The algorithms use real-time data, which provide the necessary measurement frequency, resolution, and repeatability to capture well performance transients. The liquid flow rate calculation is based on the principle that the power absorbed by the pump is equal to that generated by the motor, which can be resolved for rate. Water cut is calculated by modeling the production tubing as a gradiometer. The tubing pressure drop provides a measurement of the average fluid density, which is then converted to a water cut. Analytical equations are used throughout the process ensuring that the physics are respected at all times, which yields greater reliability than analogous methods based on correlations and artificial intelligence.
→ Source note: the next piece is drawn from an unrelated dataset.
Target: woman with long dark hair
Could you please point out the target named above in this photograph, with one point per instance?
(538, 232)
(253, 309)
The calculated rates were compared to measured rates on a shale oil well equipped with an ESP and a dedicated test separator to provide a reference for validating the calculations. An excellent match was obtained when averaging the high frequency data to match the separator's frequency of daily measurements. In addition, a single calibration over a period of 5 months was all that was needed confirming that the models respected the underlying physics at all times and provided an accurate trend, despite an increasing gas void fraction and numerous stops and starts. One of the reasons that a single calibration was sufficient for a long time period was that the liquid rate algorithm is independent of specific gravity and therefore the computation can handle varying water cut and GLR. The high-frequency flow rate data enabled modeling of fracture efficiency because reservoir flow regimes can be identified. A method was also identified for providing an approximate prediction of flowing pressure as a function of flow rate [i.e., a pseudo inflow performance relationship (IPR) curve for shale oil wells], which is essential to well performance optimization and predicting the timing of the switch to beam pumping.

In addition to providing a cost-effective method for well testing when transients dominate well production, such virtual flowmeters also have value in conventional oil well testing. They can reduce the cost of testing operations while concurrently improving back allocation by virtue of the high frequency, resolution, and repeatability of the rate calculations.